Когда я попросила помочь мне понять основные механизмы иммунитета, профессор иммунологии прочел мне двухчасовую лекцию об иммунной системе в кофейне. Ни разу, за все два часа, он не употребил ни одной военной метафоры, описывая работу организма. Скорее, его метафоры были гастрономическими или образовательными: клетки «ели» или «переваривали» патогены и «инструктировали» другие клетки. Если он говорил о смерти и разрушении, то буквально имел в виду смерть и разрушение. Научный термин для обозначения одного типа лейкоцитов, уничтожающих другие клетки, сказал он мне, – это «клетки естественные киллеры».

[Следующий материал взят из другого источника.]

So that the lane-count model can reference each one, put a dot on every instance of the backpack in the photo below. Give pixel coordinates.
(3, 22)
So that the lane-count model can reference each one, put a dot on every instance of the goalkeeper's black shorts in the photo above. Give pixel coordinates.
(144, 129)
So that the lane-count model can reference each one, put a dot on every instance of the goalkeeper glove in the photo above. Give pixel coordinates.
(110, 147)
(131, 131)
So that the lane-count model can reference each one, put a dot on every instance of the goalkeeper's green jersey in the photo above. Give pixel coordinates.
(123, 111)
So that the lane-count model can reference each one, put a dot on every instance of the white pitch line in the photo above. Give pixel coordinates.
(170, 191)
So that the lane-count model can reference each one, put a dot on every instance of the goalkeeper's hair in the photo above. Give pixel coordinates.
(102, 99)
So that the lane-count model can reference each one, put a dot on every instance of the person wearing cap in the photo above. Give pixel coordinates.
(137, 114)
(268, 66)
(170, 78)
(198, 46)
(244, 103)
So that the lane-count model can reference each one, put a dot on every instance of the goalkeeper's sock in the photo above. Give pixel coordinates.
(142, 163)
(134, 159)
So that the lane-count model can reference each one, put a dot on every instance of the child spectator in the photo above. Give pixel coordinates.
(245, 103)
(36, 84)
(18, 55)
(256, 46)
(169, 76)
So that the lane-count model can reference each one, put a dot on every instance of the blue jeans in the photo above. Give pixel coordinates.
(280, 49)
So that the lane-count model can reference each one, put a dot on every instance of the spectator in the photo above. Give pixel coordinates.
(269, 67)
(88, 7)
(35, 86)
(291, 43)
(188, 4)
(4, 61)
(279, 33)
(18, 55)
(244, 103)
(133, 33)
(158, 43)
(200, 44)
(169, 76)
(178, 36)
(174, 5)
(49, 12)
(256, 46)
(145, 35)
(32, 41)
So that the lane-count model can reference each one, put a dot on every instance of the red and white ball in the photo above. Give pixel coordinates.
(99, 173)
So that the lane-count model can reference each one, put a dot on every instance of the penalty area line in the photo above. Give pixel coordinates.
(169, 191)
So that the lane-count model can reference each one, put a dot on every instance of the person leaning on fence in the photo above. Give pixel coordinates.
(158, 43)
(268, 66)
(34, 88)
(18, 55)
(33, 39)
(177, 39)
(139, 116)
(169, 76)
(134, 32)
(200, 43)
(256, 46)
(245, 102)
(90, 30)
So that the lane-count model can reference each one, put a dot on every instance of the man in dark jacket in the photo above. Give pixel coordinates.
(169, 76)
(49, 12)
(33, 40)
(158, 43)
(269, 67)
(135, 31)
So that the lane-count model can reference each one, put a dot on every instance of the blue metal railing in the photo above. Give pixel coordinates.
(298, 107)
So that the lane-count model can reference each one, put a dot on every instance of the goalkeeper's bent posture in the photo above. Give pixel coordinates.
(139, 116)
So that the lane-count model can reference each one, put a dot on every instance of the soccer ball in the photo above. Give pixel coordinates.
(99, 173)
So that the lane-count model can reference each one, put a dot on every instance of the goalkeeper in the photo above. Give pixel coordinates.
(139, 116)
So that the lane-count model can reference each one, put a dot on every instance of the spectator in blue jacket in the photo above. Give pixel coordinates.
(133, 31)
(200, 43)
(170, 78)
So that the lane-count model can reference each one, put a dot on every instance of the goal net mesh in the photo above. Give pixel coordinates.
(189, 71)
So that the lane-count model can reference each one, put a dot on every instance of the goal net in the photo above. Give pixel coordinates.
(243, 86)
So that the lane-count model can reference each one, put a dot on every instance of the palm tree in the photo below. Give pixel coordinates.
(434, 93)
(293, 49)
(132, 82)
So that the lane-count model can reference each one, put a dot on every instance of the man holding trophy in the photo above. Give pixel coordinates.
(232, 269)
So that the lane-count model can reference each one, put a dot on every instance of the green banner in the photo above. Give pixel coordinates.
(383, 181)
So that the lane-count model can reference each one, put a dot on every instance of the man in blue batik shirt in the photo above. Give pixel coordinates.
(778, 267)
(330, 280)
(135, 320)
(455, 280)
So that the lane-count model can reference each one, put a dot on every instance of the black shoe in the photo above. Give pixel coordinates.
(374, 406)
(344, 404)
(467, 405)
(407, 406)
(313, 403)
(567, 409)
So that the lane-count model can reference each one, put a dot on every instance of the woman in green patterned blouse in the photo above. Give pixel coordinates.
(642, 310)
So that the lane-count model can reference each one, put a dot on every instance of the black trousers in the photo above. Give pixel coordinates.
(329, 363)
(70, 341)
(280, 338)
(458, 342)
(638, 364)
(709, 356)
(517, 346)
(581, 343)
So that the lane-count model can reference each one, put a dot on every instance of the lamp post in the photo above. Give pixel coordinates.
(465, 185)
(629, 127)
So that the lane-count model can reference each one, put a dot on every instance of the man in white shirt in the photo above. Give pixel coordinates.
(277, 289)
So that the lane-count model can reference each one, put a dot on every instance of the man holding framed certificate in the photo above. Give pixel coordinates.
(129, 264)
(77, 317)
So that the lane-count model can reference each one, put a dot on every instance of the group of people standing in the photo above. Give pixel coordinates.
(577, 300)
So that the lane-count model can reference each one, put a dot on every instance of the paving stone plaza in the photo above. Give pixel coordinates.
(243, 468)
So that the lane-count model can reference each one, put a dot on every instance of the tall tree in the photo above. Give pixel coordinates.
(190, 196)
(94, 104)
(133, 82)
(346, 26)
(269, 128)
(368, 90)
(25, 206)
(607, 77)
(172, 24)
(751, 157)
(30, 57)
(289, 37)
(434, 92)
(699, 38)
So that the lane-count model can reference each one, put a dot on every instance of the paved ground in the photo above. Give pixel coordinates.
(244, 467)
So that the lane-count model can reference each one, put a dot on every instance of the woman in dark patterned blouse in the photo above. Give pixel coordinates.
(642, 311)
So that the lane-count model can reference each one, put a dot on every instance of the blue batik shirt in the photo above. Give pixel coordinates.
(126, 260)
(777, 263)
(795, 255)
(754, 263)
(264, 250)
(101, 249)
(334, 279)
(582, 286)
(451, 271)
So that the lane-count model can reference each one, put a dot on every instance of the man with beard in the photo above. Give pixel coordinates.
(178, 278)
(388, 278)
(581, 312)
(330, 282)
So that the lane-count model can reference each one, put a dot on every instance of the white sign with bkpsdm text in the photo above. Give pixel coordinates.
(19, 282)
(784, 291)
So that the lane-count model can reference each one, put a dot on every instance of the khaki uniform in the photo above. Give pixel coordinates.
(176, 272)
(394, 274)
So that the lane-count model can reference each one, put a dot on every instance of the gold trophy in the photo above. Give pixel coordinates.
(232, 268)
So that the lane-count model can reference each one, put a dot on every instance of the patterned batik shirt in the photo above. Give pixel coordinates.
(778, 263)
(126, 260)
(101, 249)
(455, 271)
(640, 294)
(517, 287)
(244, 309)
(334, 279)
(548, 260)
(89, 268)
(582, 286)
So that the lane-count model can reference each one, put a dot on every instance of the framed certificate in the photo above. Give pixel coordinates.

Позже я посетила несколько лекций этого же профессора. По ходу того, как я пыталась понять разницу между врожденным и адаптивным иммунитетом и не запутаться в таких аббревиатурах, как ЦПР, ПАМФ и АПК, я тем не менее заметила, что в своей насыщенной жизни иммунные клетки целуются, проявляют наивность, едят, очищаются, выражаются, превращаются, обучаются, делают презентации, созревают и запоминают. Мой приятель, преподаватель поэтики, заметил по этому поводу: «Короче, они ведут себя как мои студенты».
Если я что-то и вынесла с той лекции, так это представление о драме взаимодействия нашей иммунной системы и патогенов, с которыми она совместно развивается. Эту драму иногда характеризуют как ведение битвы, но это не война боевых вертолетов и беспилотных дронов – это война умов. «Потом вирусы стали умнее, – говорил профессор, – и сделали нечто весьма изобретательное: они использовали против нас нашу же стратегию». Профессор изъяснялся так, будто наши тела и вирусы, как две разведки, сцепились в поединке за игрой в смертоносные шахматы.
Каждый раз, гуляя по берегу озера Мичиган и идя к северу, я прохожу мимо большого кладбища. Это происходит почти каждый день, когда стоит теплая погода. Однажды, прекрасным летним утром, когда мой сын возмущенно требовал выпустить его из коляски, я свернула в железные ворота кладбища, чтобы ребенок мог побегать по его тропинкам в тени раскидистых деревьев. «Привет! – радостно воскликнул он, помахав в пространство, когда мы вошли на безлюдное кладбище. – Привет!» Он беспрестанно с кем-то здоровался, ковыляя по дорожке, каждый раз останавливаясь и улыбаясь в пространство. Он очень редко здоровался с людьми, и мне стало любопытно. Я присела на корточки и поняла, что он смотрит в двери какого-то склепа. «Что это?» – спросил он. Я присмотрелась и похолодела. Но он уже устремился дальше, переваливаясь из стороны в сторону, и я последовала за ним, на мгновение задержавшись у гранитного обелиска, на котором было крупными буквами выбито имя ВИЛЛИ. Имена остальных членов семьи были написаны на других могильных камнях. Этот Вилли умер в 1888 году в возрасте восьми лет.
«Привет!» – снова сказал мой сын, причем как-то напористо, остановившись в нескольких футах от меня. Теперь он стоял перед мраморной статуей маленького мальчика. У мальчика были полные младенческие щеки, и мраморные глаза серьезно смотрели куда-то вдаль. На изъеденном камне у меня под ногами было написано, что это Джози, который умер в 1891 году в возрасте девяти лет. Мой сын протянул руку, чтобы прикоснуться к памятнику, но я схватила его за запястье. «Нет, не трогай!» – воскликнула я, едва не впадая в панику. Я до сих пор не могу точно сказать, почему меня так напугало это детское желание. Неужели я испугалась, что сын подхватит смерть от этого мраморного мальчика?
Вернувшись домой после посещения кладбища, я сказала отцу, что видела могилы пятилетних, десятилетних детей, могилы подростков, но, как это ни удивительно, на этом старейшем в Чикаго кладбище я не увидела ни одной могилы младенца. Отец напомнил мне, что младенцы в те времена умирали так массово, что их обычно не хоронили в отдельных могилах. Позже я узнала, что один из десяти детей, родившихся в 1900 году, не доживал до года. Я прочитала это в докладе о побочных эффектах вакцин; короткий исторический обзор детской смертности завершался фразой, что теперь «дети, как правило, доживают до взрослого состояния».